Using recent CUDA runtimes with older CUDA drivers usually causes problems. To avoid that, NVTT now determines the version of the available CUDA driver and makes sure it’s compatible with the CUDA runtime that was used to compile it.
The NVTT shutdown code did not destroy the CUDA context properly, which caused problems the second time you tried to create a context in the same thread. The behavior on 2.0 drivers was to reuse the context already created, but CUDA 2.1 produces an error instead. This is fixed now.
Note however, that you are not allowed to create multiple compressors in the same thread simultaneously. This is a limitation in the CUDA runtime API that transparently creates a CUDA context per thread. In the future I’m planning to use the driver API directly, which should remove this restriction.
There have been issues reported with the CUDA compressor not producing correct output when processing 1×1 mipmaps. I was able to reproduce the problem on old drivers, but it seems to be fixed now. In any case, I realized that using the entire GPU to compress a 1×1 mipmap did not make any sense, so now I’m compressing small mipmaps in the CPU instead. That is slightly faster and avoids the aforementioned problem.

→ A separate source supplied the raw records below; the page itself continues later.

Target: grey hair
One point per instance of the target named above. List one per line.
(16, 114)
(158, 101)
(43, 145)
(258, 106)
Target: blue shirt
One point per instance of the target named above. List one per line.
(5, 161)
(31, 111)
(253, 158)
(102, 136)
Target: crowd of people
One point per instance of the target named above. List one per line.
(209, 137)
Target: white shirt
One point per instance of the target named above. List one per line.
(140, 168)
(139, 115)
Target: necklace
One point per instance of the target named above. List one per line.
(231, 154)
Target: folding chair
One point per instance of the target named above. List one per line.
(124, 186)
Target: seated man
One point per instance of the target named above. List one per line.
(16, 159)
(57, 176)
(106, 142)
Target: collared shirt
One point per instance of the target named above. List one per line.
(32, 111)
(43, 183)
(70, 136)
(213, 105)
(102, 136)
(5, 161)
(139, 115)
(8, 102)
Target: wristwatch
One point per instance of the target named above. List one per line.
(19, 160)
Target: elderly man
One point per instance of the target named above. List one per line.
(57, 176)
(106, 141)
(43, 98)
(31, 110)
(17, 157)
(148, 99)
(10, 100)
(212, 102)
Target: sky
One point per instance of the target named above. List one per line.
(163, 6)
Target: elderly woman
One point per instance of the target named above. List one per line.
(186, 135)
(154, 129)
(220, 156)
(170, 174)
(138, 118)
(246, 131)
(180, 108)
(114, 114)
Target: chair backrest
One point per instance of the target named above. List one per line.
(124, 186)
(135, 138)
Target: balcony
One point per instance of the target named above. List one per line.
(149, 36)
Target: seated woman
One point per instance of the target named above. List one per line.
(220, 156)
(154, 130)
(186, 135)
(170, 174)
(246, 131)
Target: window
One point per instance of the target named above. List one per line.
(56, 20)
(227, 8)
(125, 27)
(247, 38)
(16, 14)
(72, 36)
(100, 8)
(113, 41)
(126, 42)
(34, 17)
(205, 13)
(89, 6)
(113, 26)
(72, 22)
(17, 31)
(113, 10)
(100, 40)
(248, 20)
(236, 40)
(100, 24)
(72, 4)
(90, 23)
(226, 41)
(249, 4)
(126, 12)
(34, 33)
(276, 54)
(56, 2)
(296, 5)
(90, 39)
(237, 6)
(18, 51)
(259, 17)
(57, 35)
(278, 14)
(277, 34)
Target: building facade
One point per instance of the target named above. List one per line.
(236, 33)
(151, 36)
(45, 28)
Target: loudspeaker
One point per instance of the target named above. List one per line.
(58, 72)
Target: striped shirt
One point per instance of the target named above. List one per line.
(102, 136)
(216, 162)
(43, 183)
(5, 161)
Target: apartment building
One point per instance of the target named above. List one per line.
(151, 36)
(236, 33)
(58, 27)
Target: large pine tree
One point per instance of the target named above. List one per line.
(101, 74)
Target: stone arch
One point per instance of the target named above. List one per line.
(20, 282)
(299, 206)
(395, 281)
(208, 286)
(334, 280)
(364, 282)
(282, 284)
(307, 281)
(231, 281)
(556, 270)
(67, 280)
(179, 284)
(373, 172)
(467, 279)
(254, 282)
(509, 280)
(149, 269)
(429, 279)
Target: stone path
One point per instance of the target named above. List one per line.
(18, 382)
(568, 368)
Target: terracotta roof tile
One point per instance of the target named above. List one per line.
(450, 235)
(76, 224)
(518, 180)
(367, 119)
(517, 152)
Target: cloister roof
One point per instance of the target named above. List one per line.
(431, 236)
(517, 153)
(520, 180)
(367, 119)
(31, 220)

Per request of the Wolfire guys, NVTT now scales images with alpha by weighting the color channels by the alpha component. While a simple workaround to obtain the right results was to use premultiplied alpha, there was no reason not to do the right thing in all cases.
As mentioned in my previous post, I’ve updated the single color compression tables to take into account the possible hardware decoding errors.
There was also a bug in the decompression of some RGB DDS files that is now fixed.
Progress on the 2.1 release is slow, but steady. The target features are almost complete, but I’ve been cleaning things up, removing a lot of cruft, and simplifying the code, in order to make it more accessible and encourage more contributions. I’m also working in a lower level API that should be more flexible and easier to maintain. More on that in a future post.